君島:はじめまして。お会いできてうれしいです。もともと私はメイクアップが大好きなんですけれど、ボビイさんの本『リビング ビューティー』を読んで改めて、メイクは何のためにするかを考えるきっかけになりました。
ボビイ:まぁ、それはよかった!
君島:日本にいると、例えばまつ毛をあと何ミリ長くとか、眉の形をどう描くかということに、つい一生懸命になってしまうんです。でも、大事なのはそこではないんですよね。
ボビイ:そう。細かいことにこだわることより、大事なのはインナービューティですから。

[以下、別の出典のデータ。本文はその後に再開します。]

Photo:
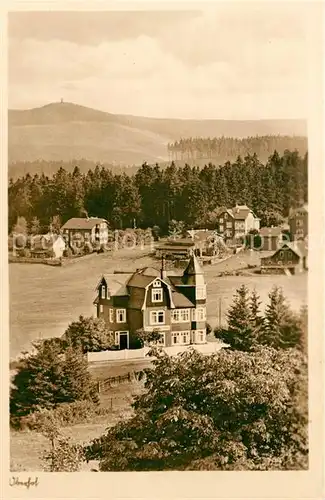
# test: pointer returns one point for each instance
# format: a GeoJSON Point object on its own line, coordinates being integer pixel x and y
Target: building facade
{"type": "Point", "coordinates": [235, 223]}
{"type": "Point", "coordinates": [298, 223]}
{"type": "Point", "coordinates": [149, 300]}
{"type": "Point", "coordinates": [291, 257]}
{"type": "Point", "coordinates": [79, 230]}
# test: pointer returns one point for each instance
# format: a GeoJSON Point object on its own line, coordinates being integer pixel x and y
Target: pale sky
{"type": "Point", "coordinates": [237, 61]}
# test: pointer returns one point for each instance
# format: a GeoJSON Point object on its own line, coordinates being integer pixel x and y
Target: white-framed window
{"type": "Point", "coordinates": [180, 315]}
{"type": "Point", "coordinates": [157, 295]}
{"type": "Point", "coordinates": [201, 292]}
{"type": "Point", "coordinates": [120, 315]}
{"type": "Point", "coordinates": [157, 317]}
{"type": "Point", "coordinates": [181, 338]}
{"type": "Point", "coordinates": [161, 340]}
{"type": "Point", "coordinates": [200, 336]}
{"type": "Point", "coordinates": [200, 314]}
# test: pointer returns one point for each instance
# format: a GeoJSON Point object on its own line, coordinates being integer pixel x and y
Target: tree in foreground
{"type": "Point", "coordinates": [282, 327]}
{"type": "Point", "coordinates": [242, 331]}
{"type": "Point", "coordinates": [51, 375]}
{"type": "Point", "coordinates": [229, 411]}
{"type": "Point", "coordinates": [63, 455]}
{"type": "Point", "coordinates": [88, 334]}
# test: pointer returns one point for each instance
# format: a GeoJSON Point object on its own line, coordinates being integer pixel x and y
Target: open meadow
{"type": "Point", "coordinates": [45, 299]}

『marisol (マリソル) 2008年 06月号』P.156より
君島十和子さんは対談の中で、「日本にいると、例えばまつ毛をあと何ミリ長くとか、眉の形をどう描くかということに、つい一生懸命になってしまうんです」と告白しています。
確かに日本の女性誌に特集されるメイク関連の記事は「どうすればメイクがうまくいくか」、「どのコスメやツールを使えばいいのか」などのHOW to情報ばかりで、「何のためにメイクをするのか?」を読者に考えさせるような記事にはなかなかお目にかかれません。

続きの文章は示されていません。